Langkah ini akan ditempuh melalui dua skema, yakni penambahan setoran modal dan pembelian saham dari pemegang saham lama. Dalam tahap awal, HOPE akan mengambil bagian saham baru sebanyak 1 miliar lembar senilai Rp60 miliar, sehingga kepemilikan meningkat menjadi 21,57%.

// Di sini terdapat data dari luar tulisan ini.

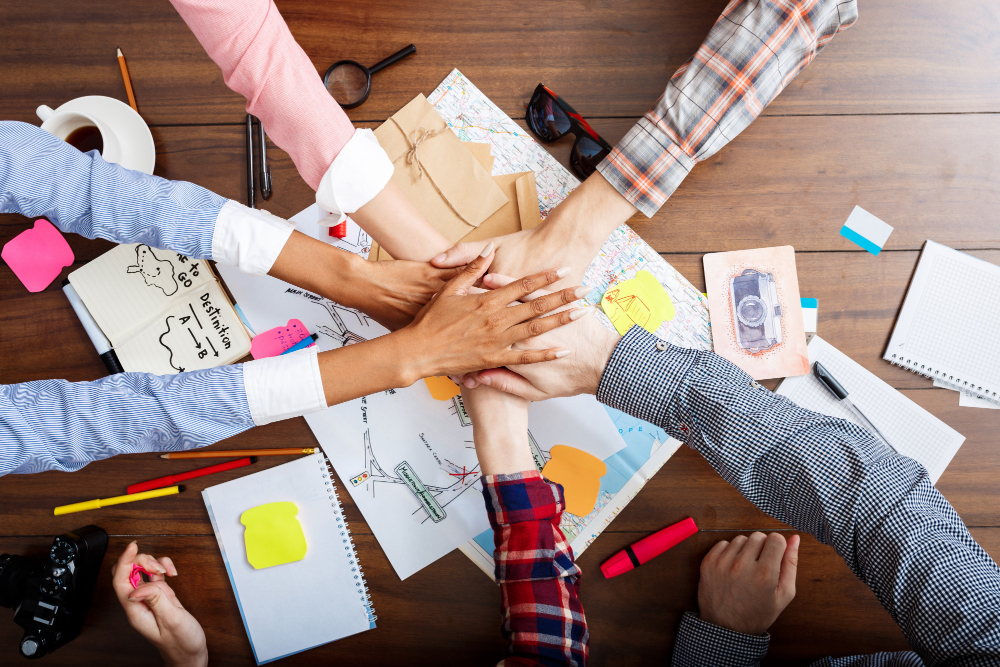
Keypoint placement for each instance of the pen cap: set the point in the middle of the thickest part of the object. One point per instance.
(652, 546)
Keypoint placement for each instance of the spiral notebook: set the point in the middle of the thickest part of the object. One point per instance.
(947, 329)
(298, 605)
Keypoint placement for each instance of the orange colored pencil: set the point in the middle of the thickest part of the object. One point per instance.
(128, 81)
(237, 453)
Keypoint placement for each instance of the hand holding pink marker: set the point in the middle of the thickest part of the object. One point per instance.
(37, 255)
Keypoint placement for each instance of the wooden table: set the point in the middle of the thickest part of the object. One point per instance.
(899, 114)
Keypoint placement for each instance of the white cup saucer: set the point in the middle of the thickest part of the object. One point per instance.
(131, 131)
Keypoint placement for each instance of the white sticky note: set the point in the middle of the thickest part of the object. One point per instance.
(810, 314)
(866, 230)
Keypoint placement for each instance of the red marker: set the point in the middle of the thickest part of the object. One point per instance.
(170, 480)
(648, 548)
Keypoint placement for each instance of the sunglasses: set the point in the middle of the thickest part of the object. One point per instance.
(551, 119)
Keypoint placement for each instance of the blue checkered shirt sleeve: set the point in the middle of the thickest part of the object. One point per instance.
(59, 425)
(830, 478)
(41, 175)
(754, 50)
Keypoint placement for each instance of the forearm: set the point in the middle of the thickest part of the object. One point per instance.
(827, 477)
(752, 52)
(539, 582)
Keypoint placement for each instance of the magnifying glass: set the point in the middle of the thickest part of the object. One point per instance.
(349, 82)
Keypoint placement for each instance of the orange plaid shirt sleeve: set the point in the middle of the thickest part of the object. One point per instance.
(752, 52)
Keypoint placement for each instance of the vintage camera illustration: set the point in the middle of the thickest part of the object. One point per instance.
(758, 313)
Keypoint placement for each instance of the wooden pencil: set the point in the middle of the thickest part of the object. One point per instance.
(128, 81)
(237, 453)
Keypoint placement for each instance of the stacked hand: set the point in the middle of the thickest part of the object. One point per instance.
(747, 583)
(155, 612)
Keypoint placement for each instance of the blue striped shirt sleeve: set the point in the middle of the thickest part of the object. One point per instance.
(41, 175)
(60, 425)
(830, 478)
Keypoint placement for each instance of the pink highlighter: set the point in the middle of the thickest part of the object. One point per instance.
(648, 548)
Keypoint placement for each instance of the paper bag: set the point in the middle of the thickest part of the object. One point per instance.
(443, 179)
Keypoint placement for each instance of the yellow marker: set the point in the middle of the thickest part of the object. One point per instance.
(273, 535)
(117, 500)
(640, 300)
(442, 388)
(580, 474)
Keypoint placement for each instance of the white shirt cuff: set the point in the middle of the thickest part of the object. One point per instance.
(249, 238)
(285, 386)
(358, 173)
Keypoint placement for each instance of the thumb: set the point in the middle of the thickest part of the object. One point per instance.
(457, 255)
(471, 273)
(789, 567)
(512, 383)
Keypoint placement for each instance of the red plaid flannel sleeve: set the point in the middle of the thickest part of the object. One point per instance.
(539, 582)
(754, 50)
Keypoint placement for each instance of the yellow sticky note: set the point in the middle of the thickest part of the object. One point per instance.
(640, 300)
(273, 535)
(442, 388)
(579, 473)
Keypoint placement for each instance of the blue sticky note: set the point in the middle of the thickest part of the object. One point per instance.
(866, 230)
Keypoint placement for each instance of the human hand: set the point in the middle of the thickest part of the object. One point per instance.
(392, 293)
(747, 583)
(500, 430)
(155, 612)
(460, 331)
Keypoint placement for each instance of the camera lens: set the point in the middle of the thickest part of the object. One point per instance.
(14, 570)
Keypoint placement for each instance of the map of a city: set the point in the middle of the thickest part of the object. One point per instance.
(473, 117)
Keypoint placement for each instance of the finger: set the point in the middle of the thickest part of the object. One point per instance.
(525, 357)
(774, 549)
(121, 570)
(520, 288)
(542, 305)
(789, 568)
(498, 280)
(470, 273)
(510, 382)
(533, 328)
(151, 566)
(168, 565)
(457, 255)
(752, 547)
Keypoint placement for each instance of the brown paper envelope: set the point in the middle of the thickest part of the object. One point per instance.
(453, 180)
(507, 220)
(482, 154)
(527, 201)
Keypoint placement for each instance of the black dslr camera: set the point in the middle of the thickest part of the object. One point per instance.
(50, 598)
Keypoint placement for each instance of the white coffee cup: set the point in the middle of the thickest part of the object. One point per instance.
(62, 123)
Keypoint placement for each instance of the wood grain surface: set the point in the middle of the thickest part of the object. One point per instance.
(898, 115)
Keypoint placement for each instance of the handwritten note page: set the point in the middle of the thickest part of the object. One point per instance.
(129, 285)
(200, 330)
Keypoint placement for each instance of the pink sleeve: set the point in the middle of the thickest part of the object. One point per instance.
(261, 61)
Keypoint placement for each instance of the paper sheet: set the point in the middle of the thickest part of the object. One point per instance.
(913, 431)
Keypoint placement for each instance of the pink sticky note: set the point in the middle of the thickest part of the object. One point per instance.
(37, 255)
(274, 341)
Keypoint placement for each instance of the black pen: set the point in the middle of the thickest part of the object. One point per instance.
(265, 171)
(838, 390)
(250, 185)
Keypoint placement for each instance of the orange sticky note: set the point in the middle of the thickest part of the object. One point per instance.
(579, 473)
(37, 255)
(442, 388)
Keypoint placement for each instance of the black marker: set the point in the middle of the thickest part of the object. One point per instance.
(97, 337)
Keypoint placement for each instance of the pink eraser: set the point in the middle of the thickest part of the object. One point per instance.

Selanjutnya, Perseroan akan mengakuisisi 4,29 miliar saham milik pemegang saham lama dengan nilai transaksi sekitar Rp257,41 miliar. Dengan demikian, total nilai transaksi mencapai Rp317,42 miliar.
Aksi ini tergolong transaksi material karena nilainya setara 231,34% dari total ekuitas Perseroan. Selain itu, transaksi ini juga merupakan transaksi afiliasi karena adanya kesamaan pengendali dan jajaran manajemen antara HOPE dan TMMS.
Manajemen menyatakan, langkah ini bertujuan untuk meningkatkan kontribusi TMMS terhadap kinerja Perseroan ke depan. TMMS sendiri bergerak di sektor kontraktor tambang dan penyewaan alat berat, dengan pendapatan mencapai Rp193,64 miliar pada 2025—jauh lebih besar dibandingkan pendapatan HOPE sebesar Rp40,48 miliar.
Secara kinerja, TMMS juga membukukan laba komprehensif sebesar Rp6,71 miliar, berbanding terbalik dengan HOPE yang masih mencatatkan rugi komprehensif sebesar Rp17,94 miliar.
Sebagai informasi TMMS bergerak dalam bidang kontraktor tambang dan penyewaan alat berat, perusahaan pertambangan, perdagangan komoditas, dan jasa stevedoring dan penyedia jetty.
Di mana usaha ini dibentuk untuk dapat mengerjakan pekerjaan yang berhubungan dengan usaha pertambangan secara terintegrasi dengan konsep one stop solution, mulai dari pengupasan dan pemindahan lapisan penutup (overburden), penggalian, pengangkutan, persiapan infrastruktur sampai dengan reklamasi areal bekas tambang, salah satunya adalah penyewaan dump truck.
Melalui akuisisi ini, HOPE berharap tercipta sinergi bisnis, khususnya dalam penyediaan dan perawatan dump truck. Sebelumnya, kedua entitas telah menandatangani nota kesepahaman pada September 2025.
Sebagian dana hasil transaksi akan digunakan TMMS untuk membeli hingga 30 unit dump truck dari HOPE, yang diproyeksikan menjadi sumber pendapatan baru bagi Perseroan.
Sumber pendanaan aksi ini berasal dari kombinasi kas internal, perubahan penggunaan dana IPO, serta hasil Penawaran Umum Terbatas (PUT I).
Perseroan menegaskan bahwa transaksi ini akan dimintakan persetujuan dalam RUPS serta RUPS Independen sesuai dengan ketentuan regulator.
Dengan akuisisi ini, HOPE berpotensi melakukan transformasi bisnis dari sektor karoseri menuju integrasi dengan industri pertambangan yang memiliki skala lebih besar.
Pada perdagangan hari ini saham HOPE terbang 15,07 persen ke level Rp290.